书名：Hands-On Neural Networks with Keras
作者名：Niloy Purkait
本章字数：260字
更新时间：2025-04-04 14:37:32

The curse of dimensionality

The natural question that follows is: how exactly do we build a model? Long story short, the features that we choose to collect while observing an outcome can all be plotted on a high-dimensional space. While this may sound complicated, it is just an extension of the Cartesian coordinate system that you may be familiar with from high school mathematics. Let's recall how to represent a single point on a graph, using the Cartesian coordinate system. For this task, we require two values, x and y. This is an example of a two-dimensional feature space, with the x and y axis each being a dimension in the representational space. Add a z axis, and we get a three-dimensional feature space.
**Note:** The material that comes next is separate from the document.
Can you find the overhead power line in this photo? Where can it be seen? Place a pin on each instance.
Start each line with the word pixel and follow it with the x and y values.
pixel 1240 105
Essentially, we define ML problems in an n-dimensional feature space, where n refers to the number of features that we have on the phenomenon we are trying to predict. In our previous case of predicting viewer preference, if we solely use the Big Five personality test scores as input features, we will essentially have a five-dimensional feature space, where each dimension corresponds to a person's score on one of the five personality dimensions. In fact, modern ML problems can range from 100 to 100,000 dimensions (and sometimes even more). Since the number of possible configurations of features increases exponentially with respect to increases in the number of different features, it becomes quite hard, even for computers, to conceive and compute in such proportions. This problem in ML is generally referred to as the curse of dimensionality.